The Silhouette Coefficient, which considers the largest coefficient and the value of K, is another way to validate the value. You can also use other metrics like ANOVA, SC Test, or Dendrograms.
Role in Seed
The algorithm’s goal is not to reduce errors (as we are working in an unsupervised environment) but to minimize the total distance from each centroid to all data points. This algorithm is concerned with intercluster distance. We don’t care much about distances between clusters. The problem with this clustering approach is that we select the centroids randomly. No matter what random centroids we use, we will all converge. However, we converge to a locally optimal, which means we can have different results if we start from different centroids. In the context of coding, this is the way we start the random selection process. This is done by giving a random seed. When we change the seed, the value of k from an elbow analysis can differ. This indicates that the initial random centroids influence the convergence. Manually, you can run the k = clustering for n number k times for m numbers of times each time with different random seeds. After that, average the results of your elbow analysis to get the right number.
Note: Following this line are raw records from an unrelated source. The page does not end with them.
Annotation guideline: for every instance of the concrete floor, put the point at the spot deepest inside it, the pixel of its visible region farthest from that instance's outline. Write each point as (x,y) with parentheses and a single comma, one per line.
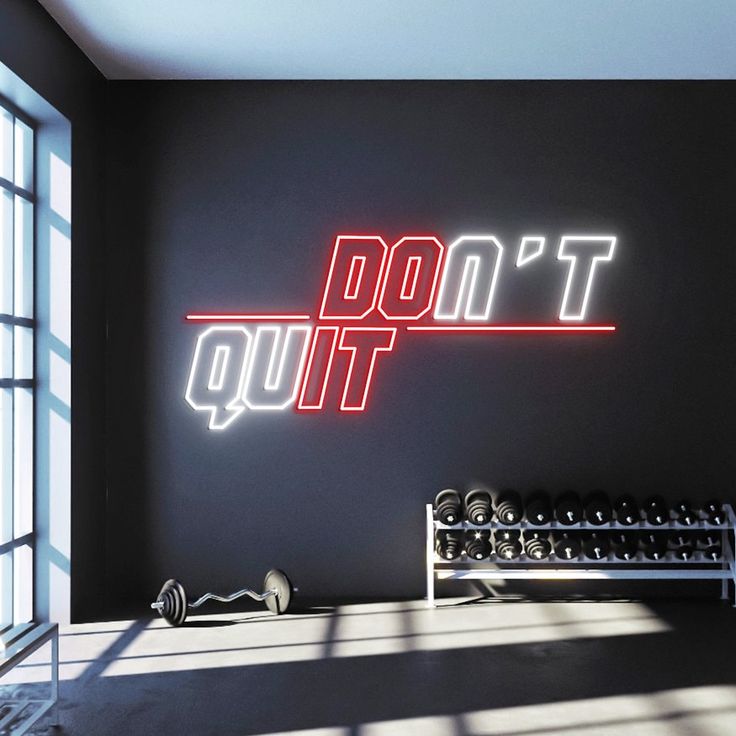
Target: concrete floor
(511,668)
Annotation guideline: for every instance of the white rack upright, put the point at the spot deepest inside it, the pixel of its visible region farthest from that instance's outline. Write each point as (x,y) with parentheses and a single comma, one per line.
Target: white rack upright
(581,568)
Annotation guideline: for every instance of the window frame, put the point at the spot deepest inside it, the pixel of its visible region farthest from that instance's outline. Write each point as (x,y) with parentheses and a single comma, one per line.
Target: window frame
(29,538)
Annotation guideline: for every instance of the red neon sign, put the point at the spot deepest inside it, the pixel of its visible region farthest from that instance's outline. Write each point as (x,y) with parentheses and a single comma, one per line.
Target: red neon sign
(373,294)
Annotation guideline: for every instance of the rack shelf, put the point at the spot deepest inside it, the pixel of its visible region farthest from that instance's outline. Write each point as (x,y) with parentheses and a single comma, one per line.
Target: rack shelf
(582,568)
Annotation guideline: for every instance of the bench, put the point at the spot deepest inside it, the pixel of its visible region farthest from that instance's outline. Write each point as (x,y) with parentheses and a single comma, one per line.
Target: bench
(17,643)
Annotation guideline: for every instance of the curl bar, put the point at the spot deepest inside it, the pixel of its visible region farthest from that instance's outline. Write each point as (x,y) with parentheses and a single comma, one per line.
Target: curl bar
(172,602)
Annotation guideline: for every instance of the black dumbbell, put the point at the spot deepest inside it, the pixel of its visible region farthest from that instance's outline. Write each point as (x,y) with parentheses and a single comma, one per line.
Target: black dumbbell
(509,509)
(478,543)
(449,544)
(597,508)
(714,512)
(655,509)
(507,535)
(654,545)
(478,507)
(567,546)
(508,547)
(620,537)
(596,546)
(539,508)
(626,546)
(681,538)
(537,548)
(684,552)
(447,504)
(684,512)
(627,510)
(709,539)
(568,509)
(530,534)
Preprocessing is Required for K-means Clustering
Outlier Treatment
Outlier Therapy, like all distance-based techniques, must be performed on data before it is used for k–means clustering. You can read about the various outlier treatment options in the blog: Outlier Treat and Anomaly detection.
Missing value
The missing values treatment blog has many ways to handle missing values.
Rescaling Information
Feature Scaling mentioned that the distance-based algorithm should be rescaled to make sense of the algorithm.
Enoding
Additionally, features must be numerical. One hot-encoding/dummy variable generation will be necessary if data contains categorical variables. This was discussed in the blog.
Dimensionality Reduction
There are many Dimensionality Reduce techniques, such as a PCA, that can reduce the number of features that are not needed and can make K-means’ output less meaningful.